Quel rôle joue le CO2 dans cette transition ? Pourquoi les cycles glaciaires qui correspondaient à une réponse climatique aux changements d’obliquité sont-ils devenus beaucoup plus longs ? Ces questions mobilisent l’énergie des chercheurs et motivent la quête de sites en Antarctique central où un forage pourrait faire reculer l’horizon temporel accessible de 800 000 à plus d’1 million d’années. Mais on n’ira guère plus loin, la glace plus ancienne s’étant lentement écoulée vers l’océan où elle a disparu.
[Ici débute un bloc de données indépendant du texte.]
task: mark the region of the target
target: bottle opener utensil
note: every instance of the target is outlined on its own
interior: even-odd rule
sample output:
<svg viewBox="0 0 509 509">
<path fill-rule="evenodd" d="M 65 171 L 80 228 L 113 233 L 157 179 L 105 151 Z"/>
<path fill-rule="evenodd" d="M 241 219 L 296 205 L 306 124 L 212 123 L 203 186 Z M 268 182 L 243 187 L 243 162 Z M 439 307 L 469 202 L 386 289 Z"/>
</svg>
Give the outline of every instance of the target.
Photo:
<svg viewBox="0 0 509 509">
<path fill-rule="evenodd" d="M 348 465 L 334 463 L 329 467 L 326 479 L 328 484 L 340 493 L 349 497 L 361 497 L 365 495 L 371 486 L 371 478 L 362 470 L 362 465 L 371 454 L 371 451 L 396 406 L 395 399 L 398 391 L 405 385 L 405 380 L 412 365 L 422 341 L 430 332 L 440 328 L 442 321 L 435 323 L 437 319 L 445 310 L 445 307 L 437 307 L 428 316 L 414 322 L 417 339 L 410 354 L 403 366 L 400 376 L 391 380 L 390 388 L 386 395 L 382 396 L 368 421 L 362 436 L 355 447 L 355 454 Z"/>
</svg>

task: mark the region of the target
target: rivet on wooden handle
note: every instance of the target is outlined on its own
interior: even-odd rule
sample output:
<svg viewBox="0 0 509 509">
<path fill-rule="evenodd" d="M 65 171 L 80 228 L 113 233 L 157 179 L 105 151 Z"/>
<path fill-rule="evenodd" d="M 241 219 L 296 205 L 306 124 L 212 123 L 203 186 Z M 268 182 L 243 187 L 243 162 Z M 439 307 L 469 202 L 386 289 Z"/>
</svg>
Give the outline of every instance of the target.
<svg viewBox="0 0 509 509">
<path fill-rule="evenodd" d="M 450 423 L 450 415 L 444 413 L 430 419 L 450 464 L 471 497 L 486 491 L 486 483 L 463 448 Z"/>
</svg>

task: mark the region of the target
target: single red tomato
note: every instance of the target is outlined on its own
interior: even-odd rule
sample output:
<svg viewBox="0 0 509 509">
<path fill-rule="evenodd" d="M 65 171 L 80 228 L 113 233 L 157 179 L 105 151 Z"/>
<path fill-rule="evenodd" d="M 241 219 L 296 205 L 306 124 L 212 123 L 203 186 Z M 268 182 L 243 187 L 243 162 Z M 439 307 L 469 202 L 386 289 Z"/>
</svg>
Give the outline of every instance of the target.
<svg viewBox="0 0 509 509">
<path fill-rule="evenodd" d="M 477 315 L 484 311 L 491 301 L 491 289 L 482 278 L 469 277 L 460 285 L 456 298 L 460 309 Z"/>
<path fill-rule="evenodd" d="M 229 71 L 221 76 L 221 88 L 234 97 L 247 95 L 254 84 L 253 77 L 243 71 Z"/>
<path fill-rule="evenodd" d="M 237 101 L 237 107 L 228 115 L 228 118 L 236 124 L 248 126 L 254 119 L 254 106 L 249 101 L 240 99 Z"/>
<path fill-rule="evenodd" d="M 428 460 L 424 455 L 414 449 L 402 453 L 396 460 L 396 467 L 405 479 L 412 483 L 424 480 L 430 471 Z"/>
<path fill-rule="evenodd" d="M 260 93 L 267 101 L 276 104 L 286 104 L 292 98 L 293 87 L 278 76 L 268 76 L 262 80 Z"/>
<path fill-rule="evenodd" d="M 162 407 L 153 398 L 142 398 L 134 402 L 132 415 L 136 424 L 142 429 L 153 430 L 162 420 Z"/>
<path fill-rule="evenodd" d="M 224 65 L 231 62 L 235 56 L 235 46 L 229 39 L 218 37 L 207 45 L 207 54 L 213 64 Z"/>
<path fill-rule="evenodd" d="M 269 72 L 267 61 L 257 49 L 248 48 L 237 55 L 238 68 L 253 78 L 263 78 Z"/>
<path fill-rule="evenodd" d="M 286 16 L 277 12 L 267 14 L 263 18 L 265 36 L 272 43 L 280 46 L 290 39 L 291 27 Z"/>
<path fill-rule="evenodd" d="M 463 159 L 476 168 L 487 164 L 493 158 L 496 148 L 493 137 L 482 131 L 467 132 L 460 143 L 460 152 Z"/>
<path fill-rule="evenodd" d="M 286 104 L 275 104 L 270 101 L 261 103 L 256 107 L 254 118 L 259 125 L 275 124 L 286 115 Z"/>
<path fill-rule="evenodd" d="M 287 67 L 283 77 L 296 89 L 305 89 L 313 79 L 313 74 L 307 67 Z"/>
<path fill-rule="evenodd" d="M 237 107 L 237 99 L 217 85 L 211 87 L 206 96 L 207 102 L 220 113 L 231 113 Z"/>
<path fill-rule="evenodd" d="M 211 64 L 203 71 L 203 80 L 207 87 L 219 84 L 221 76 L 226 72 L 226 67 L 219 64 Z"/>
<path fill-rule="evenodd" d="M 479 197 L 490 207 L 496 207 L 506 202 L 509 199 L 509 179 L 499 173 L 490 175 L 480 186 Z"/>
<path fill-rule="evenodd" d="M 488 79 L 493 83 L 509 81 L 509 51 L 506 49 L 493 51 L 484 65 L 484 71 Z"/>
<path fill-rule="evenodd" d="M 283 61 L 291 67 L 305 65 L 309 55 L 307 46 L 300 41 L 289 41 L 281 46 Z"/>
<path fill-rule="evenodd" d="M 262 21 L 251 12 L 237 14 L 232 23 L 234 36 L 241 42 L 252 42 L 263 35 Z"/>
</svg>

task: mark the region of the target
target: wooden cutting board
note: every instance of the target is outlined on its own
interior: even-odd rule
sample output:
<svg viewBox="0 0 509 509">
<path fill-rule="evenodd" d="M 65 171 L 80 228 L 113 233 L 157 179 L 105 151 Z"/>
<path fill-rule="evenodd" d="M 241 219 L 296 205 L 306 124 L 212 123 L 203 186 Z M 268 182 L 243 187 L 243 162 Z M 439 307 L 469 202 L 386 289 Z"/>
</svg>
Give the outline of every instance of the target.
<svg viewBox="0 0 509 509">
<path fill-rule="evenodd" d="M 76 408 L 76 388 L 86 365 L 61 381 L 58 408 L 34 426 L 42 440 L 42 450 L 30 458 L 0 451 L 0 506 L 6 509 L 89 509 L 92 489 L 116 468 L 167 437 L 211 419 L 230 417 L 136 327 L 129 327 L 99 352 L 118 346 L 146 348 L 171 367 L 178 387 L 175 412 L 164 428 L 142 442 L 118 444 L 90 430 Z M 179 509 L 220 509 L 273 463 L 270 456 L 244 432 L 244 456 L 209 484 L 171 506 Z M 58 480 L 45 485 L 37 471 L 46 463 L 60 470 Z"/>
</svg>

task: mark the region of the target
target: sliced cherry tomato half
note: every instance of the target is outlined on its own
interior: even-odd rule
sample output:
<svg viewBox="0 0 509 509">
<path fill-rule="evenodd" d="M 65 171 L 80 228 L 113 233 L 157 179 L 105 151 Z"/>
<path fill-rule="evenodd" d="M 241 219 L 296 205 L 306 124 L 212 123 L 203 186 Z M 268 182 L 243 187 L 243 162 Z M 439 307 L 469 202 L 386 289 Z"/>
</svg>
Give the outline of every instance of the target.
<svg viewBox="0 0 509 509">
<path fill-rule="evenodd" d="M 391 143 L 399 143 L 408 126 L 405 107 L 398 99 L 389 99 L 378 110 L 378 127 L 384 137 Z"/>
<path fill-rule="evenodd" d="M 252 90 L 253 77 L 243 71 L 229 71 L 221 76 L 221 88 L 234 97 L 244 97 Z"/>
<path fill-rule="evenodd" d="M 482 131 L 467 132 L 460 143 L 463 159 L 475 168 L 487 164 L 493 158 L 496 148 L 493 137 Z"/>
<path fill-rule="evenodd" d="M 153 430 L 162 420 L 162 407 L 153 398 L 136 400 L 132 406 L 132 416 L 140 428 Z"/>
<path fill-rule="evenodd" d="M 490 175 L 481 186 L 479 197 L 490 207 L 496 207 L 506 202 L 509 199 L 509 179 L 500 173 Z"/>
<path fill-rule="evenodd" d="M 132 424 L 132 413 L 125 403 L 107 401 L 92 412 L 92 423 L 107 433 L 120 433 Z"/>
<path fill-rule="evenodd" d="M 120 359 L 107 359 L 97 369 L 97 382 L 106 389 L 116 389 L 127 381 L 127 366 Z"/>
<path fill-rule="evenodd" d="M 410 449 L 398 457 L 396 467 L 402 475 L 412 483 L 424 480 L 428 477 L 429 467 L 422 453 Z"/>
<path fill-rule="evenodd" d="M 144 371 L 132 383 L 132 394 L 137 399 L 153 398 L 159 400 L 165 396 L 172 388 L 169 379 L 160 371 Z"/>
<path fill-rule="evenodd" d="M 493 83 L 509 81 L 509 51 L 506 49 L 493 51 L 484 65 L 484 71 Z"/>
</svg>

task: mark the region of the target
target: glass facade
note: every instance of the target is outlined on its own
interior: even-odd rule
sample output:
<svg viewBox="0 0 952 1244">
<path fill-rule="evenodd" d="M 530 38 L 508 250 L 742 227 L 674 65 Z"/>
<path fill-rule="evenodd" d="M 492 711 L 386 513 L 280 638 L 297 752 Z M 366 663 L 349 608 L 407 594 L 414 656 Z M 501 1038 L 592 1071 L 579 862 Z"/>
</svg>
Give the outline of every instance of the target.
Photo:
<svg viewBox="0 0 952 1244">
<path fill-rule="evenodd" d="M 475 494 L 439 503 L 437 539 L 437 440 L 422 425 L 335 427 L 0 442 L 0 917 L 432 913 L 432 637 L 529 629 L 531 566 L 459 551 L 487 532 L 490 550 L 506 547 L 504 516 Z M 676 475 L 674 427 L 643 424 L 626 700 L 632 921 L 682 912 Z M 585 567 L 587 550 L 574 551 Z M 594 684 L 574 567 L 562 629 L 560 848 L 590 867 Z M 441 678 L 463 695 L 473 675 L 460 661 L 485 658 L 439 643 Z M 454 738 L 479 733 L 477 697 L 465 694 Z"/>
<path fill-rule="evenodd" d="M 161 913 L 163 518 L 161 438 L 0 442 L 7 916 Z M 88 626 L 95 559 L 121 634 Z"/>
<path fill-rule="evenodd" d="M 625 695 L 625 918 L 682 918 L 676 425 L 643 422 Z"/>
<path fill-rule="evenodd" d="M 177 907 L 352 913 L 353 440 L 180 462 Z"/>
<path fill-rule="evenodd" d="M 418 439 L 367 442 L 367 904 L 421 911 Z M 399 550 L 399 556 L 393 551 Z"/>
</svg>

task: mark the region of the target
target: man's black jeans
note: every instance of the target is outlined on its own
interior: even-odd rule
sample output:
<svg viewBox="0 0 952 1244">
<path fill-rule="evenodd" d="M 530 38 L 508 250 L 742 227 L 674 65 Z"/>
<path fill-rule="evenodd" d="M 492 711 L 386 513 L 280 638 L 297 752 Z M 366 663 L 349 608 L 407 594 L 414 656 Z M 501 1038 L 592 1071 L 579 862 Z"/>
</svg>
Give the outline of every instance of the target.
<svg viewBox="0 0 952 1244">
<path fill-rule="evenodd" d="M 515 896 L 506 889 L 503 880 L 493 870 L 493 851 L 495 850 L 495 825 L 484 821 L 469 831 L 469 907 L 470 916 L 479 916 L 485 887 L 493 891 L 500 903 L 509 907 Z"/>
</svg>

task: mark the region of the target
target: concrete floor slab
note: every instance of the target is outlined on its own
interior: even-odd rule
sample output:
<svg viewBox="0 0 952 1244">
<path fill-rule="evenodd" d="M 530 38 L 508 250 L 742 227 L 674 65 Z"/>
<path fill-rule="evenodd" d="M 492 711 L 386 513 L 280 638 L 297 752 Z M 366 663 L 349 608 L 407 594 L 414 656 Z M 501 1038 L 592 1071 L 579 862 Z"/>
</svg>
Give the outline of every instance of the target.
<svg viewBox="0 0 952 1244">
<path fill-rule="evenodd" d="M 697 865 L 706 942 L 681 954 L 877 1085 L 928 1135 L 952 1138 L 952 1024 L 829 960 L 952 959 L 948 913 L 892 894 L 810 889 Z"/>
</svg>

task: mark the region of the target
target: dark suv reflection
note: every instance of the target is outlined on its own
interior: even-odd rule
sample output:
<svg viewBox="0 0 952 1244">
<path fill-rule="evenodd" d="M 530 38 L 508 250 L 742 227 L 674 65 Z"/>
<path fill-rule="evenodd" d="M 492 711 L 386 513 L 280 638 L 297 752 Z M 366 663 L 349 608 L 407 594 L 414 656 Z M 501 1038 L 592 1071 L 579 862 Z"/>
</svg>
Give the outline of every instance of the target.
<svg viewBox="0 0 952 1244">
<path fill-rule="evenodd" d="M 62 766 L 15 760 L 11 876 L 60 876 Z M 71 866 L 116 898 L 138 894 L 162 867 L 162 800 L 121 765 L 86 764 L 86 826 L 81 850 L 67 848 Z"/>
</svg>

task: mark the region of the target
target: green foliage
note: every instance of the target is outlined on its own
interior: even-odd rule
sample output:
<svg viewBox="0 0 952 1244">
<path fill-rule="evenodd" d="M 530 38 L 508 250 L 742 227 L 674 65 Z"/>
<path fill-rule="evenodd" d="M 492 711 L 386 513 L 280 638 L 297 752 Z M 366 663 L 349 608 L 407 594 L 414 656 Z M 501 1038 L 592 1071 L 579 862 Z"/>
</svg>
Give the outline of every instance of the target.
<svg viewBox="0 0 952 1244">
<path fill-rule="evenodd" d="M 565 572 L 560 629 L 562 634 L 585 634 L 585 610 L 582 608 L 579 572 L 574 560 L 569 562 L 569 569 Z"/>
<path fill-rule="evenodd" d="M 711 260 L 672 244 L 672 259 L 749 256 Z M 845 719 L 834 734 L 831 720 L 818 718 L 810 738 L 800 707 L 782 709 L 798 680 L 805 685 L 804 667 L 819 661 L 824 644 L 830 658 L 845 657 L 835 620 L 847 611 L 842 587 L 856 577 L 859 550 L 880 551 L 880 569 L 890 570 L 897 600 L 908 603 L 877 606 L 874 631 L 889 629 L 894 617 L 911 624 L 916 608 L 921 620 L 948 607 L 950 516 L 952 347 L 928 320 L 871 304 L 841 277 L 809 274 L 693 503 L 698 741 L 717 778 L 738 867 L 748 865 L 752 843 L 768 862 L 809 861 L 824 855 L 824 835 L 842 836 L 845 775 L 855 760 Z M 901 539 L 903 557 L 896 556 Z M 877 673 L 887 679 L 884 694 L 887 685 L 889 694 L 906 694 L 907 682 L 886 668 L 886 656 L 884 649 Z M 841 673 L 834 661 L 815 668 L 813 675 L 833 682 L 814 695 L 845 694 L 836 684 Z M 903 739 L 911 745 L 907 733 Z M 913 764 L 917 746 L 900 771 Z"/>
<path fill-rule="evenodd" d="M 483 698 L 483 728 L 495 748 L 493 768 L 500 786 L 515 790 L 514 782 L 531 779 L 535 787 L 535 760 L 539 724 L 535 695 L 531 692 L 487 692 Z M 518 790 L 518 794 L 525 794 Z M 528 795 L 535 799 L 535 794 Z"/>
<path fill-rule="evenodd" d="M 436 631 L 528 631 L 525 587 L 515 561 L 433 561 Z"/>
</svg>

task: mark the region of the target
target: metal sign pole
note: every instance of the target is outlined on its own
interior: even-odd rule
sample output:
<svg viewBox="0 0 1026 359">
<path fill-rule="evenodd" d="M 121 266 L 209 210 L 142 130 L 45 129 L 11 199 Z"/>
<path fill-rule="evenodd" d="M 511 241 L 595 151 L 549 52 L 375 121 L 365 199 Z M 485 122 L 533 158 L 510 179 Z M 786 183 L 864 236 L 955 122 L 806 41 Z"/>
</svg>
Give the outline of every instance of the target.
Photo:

Notre capacité à mesurer directement la composition en gaz à effet de serre de l’atmosphère s’arrête donc là, avec les glaces les plus anciennes de la Terre (celles du Groenland ne dépassent pas 130 000 ans). Au-delà de cet horizon d’environ un million d’années, les chercheurs ont développé des méthodes très ingénieuses mais très indirectes pour reconstruire le CO2 atmosphérique, ce qui rend beaucoup plus délicate mais tout aussi passionnante notre étude des interactions plus anciennes entre climat et cycle du carbone.